Francis Barret described succubi as wood nymphs in his book “The Magus”
“And seeing the fauni and nymphs of the words were preferred before the other [spirits] in beauty, they afterwards generated their offspring among themselves, and at length began wedlocks with men, feigning that, by these copulations, they should obtain an immortal soul for them and their offspring but this happened through the persuasions and delusions of Satan to admit these monsters to carnal copulation, which the ignorant were easily persuaded to and therefore these nymphs are called succubi although Satan afterwards committed worse, frequently transchanging himself, by assuming the persons of both incubi and succubi in both sexes for they conceived not a true young by the males, except the nymphs alone.”
One story of a succubus was told by Walter Mapes in his “De Nugis Curialium [Courtier’s Trifles] (approx 1185)” about Gerbert of Aurillac, who became Pope Sylvester II (999-1003). As a young man, Gerbert fell in love with the daughter of the Provost of Rheims. She rejected him, and he became despaired.

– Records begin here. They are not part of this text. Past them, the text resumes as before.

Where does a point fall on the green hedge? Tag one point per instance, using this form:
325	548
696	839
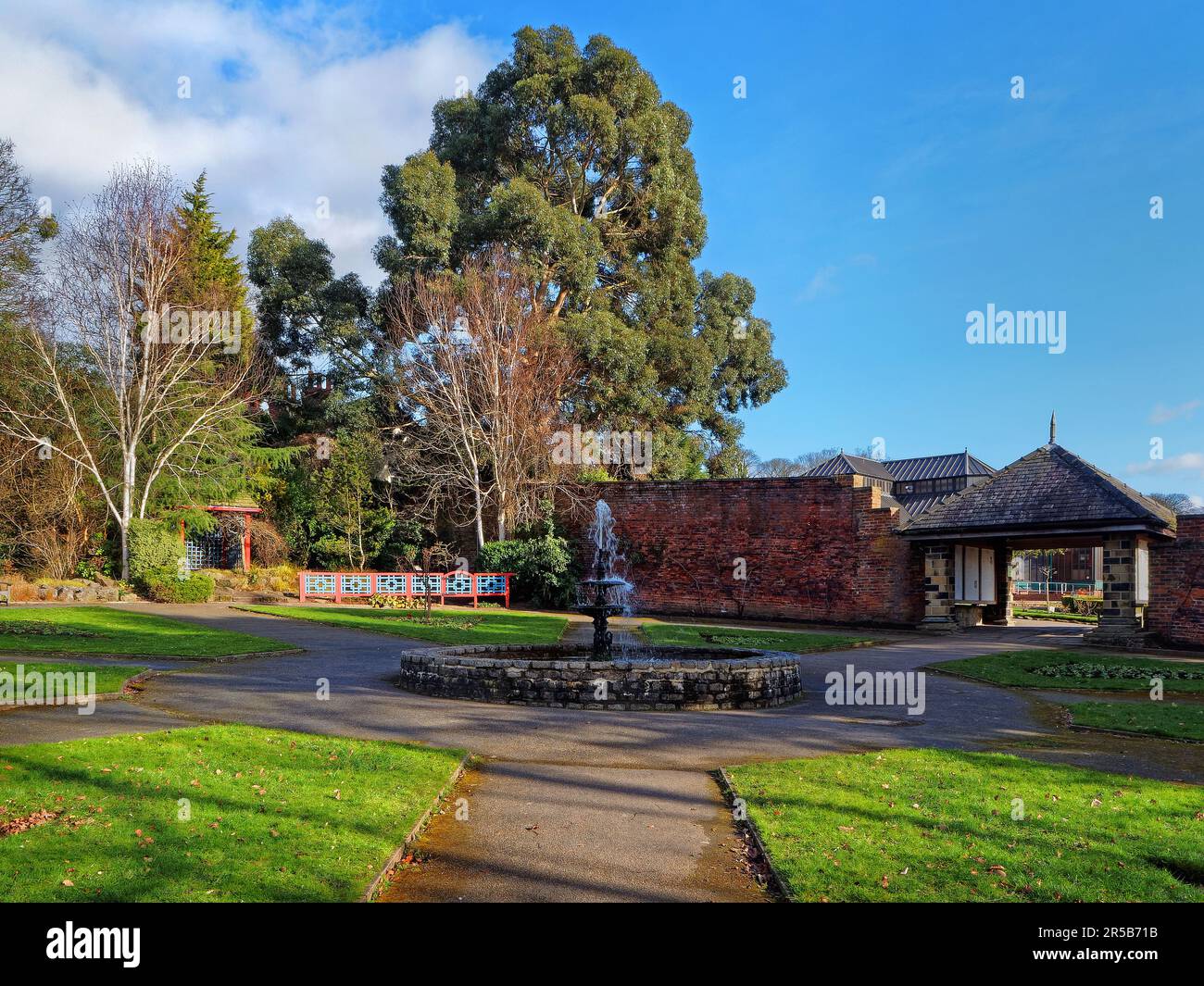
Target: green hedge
1085	605
165	585
153	549
542	568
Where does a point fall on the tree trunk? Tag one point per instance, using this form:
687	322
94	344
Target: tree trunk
125	553
480	518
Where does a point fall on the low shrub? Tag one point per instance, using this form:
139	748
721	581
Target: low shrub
1091	669
165	585
153	548
542	568
268	545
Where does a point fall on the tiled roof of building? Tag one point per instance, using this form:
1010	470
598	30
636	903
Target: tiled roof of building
903	469
916	505
844	465
1047	488
937	468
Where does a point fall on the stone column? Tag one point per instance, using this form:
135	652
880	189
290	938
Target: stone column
938	589
1121	618
999	612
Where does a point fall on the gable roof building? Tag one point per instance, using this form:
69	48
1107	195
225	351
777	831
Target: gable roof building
1048	492
918	484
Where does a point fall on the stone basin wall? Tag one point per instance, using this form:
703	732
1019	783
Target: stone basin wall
661	678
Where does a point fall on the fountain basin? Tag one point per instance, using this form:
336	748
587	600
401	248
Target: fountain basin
567	676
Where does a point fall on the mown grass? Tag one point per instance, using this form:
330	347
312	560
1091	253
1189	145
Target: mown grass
796	642
1070	618
490	626
108	680
271	815
101	630
1015	668
1166	718
938	825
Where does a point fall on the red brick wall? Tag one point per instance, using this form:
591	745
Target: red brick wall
1176	585
815	550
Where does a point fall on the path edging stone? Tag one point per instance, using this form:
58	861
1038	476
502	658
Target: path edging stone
778	882
420	826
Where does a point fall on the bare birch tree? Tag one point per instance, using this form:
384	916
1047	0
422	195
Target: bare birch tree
117	385
483	375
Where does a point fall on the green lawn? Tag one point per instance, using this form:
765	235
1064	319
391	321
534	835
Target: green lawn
101	630
1071	618
695	634
937	825
454	625
1169	718
108	680
1078	669
273	815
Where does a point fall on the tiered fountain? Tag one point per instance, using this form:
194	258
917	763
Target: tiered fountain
609	592
572	676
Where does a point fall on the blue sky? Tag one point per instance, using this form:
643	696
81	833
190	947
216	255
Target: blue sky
1035	204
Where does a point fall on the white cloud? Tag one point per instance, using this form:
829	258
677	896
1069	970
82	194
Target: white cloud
285	107
1188	462
1160	414
823	281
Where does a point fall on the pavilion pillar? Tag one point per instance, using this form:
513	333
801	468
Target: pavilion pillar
938	589
1122	617
999	612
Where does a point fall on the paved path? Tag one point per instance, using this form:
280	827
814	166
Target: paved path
543	832
574	805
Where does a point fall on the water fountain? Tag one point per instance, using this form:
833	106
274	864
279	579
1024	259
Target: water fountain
609	590
639	677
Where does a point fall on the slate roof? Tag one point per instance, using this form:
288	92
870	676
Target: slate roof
920	504
1050	488
846	465
937	468
903	469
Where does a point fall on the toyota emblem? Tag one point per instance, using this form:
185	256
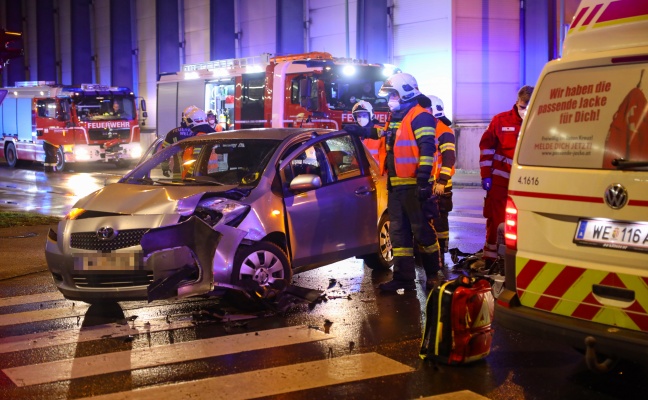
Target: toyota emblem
106	233
616	196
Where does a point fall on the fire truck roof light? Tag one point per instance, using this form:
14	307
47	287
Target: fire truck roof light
348	70
34	83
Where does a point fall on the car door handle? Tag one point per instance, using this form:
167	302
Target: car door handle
363	190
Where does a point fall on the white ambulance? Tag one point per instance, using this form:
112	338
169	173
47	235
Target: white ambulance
577	215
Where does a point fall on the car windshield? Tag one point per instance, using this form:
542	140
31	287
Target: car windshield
210	161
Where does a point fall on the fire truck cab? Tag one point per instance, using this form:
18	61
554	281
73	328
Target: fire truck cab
88	123
302	90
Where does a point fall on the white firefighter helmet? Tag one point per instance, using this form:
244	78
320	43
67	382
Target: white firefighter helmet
404	84
195	116
360	107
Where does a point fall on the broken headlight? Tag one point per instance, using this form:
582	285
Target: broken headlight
221	211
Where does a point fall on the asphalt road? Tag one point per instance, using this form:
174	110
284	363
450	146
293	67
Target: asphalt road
354	342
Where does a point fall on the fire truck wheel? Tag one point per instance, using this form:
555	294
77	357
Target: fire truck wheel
383	258
11	156
60	160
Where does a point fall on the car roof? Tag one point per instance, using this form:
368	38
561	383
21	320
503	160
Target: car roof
259	133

One day he met a beautiful maiden named Meridiana who offered him sex, magical knowledge, and money if he would only stay faithful to her. He agreed and prospered rapidly becoming Archbishop of Rheims, Cardinal, Archbishop of Ravenna, and ultimately Pope. All the while, he kept Meridiana secret, and she even forgave him when the Provost’s daughter found him inebriated and seduced him one day.
Finally, Meridiana prophesied that Gerbert would die as he celebrated mass in Jerusalem, which turned out to be a church close by possessing an alleged piece of the Cross. Realizing he was about to die, Gerbert made a public confession of his sins and died repentant. Mapes also noted that Gerbert’s tomb in the Lateran sweats copiously before the death of a Pope.